The non-paper also envisaged that third country suppliers to Portugal, if required to meet the deficit, would receive no preference. New EU legislation on raw cane sugar for refining was enacted as part of the 1995 reform of the sugar régime and it:

  • provided the legal basis for the Community to negotiate with the ACP sugar supplying states, India and other states, on conditions for importing SPS notably the minimum purchase price to be paid by refiners;
  • established the MSNs of the refining industries in Finland, France, Portugal and the United Kingdom, the penalty for exceeding the MSNs and the formula for reducing MSNs if the Uruguay Round Agreement constraints dictate;
  • provided for the establishment of the shortfall quantity to be covered by additional supplies, SPS, by means of a Community forecast supply balance for raw sugar ("bilan");
  • prolonged the adjustment aid mechanism until 2000/01; the adjustment aid is paid to refiners from Community funds on sugar imported from the DOMs and under the Sugar Protocol, but it is paid to refiners by ACP and other suppliers on SPS sugar and MFN sugar.

The SPS agreement with ACP states was reached on 1 June 1995, and, like the ACP/EU Sugar Protocol, it is a government-to-government agreement, but unlike the Protocol, it is of a fixed duration and the ACP states are jointly and severally liable to supply the quantities of sugar covered by the SPS agreement. The SPS agreement is for an initial period of six years, matching the duration of the new sugar régime and the refiners rights to refine raw sugar.

'During the period 1 July 1995 to 30 June 2001:

  • the European Community undertakes to open annually a special tariff quota for the import of raw cane sugar for refining which originates in ACP states, on the basis of the needs determined by the Commission in accordance with paragraph 3 ("bilan"), and
  • 'the ACP states undertake to supply the said quantities under conditions fixed by this agreement and by the measures taken by the Commission for the application of this agreement within the framework of the management of the common organization of the markets in the sugar sector.' - Paragraph 1 of the SPS Agreement.

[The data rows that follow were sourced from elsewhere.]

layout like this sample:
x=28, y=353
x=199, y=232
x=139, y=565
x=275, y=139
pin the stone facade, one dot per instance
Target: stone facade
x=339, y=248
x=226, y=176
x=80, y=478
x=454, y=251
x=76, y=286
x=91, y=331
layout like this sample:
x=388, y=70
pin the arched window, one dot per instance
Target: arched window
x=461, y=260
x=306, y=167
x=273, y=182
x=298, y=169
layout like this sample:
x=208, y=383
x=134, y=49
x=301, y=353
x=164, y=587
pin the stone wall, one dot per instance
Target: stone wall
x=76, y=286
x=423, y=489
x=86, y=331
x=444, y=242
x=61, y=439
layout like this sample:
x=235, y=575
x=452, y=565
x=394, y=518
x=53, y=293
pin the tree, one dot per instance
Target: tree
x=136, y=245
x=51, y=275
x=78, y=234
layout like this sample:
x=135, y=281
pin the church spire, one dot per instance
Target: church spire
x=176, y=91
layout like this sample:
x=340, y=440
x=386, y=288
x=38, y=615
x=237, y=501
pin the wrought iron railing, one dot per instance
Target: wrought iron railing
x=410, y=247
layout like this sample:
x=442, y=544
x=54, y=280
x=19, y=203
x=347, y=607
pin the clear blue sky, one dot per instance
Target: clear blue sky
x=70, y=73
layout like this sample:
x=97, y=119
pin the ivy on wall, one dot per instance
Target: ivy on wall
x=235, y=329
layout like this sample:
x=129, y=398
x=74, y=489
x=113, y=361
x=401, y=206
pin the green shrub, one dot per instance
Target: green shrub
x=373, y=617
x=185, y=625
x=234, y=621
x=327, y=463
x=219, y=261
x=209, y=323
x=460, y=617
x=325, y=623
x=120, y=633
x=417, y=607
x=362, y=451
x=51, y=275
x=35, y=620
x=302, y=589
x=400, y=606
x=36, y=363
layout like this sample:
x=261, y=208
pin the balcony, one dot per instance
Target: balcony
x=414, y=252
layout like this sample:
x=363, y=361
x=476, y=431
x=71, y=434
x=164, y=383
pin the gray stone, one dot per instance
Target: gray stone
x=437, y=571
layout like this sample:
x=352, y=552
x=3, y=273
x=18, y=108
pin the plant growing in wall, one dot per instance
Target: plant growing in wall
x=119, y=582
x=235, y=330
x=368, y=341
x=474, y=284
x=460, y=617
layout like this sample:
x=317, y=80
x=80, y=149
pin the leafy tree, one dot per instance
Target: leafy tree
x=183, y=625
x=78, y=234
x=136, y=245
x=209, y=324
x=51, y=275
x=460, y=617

At the 55th session of the ACP Council of Ministers, a formula was established to allocate amongst the ACP States signatory to the Protocol all quantities of SPS allocated to the ACP.

The conditions of the SPS agreement include a minimum delivered price to be paid by EU refiners, equivalent to approximately 85% of the ACP guaranteed price for raw sugar. The minimum delivered price is calculated by deducting 8.1 euros per 100kg from the ACP guaranteed price for raw sugar fixed under the ACP/EU Sugar Protocol. The quantities of SPS for each marketing year (July/June) are determined by means of the bilan which is provisionally agreed in May and finalized the following February.

The SPS deduction of 8.1 euros/100kg is made up of a special reduced duty and the adjustment aid. The adjustment aid was introduced in 1987 further to EU price changes in the early 1980's when raw sugar and white sugar prices did not move in parallel and when ACP raw cane sugar was removed from the storage costs equalization scheme. It is therefore a technical adjustment designed to ensure equal treatment for beet and cane sugar in the EU market. Until the SPS agreement of 1995, the adjustment aid was paid exclusively from Community funds (FEOGA), however, the adjustment aid is now paid for by the ACP to EU refineries.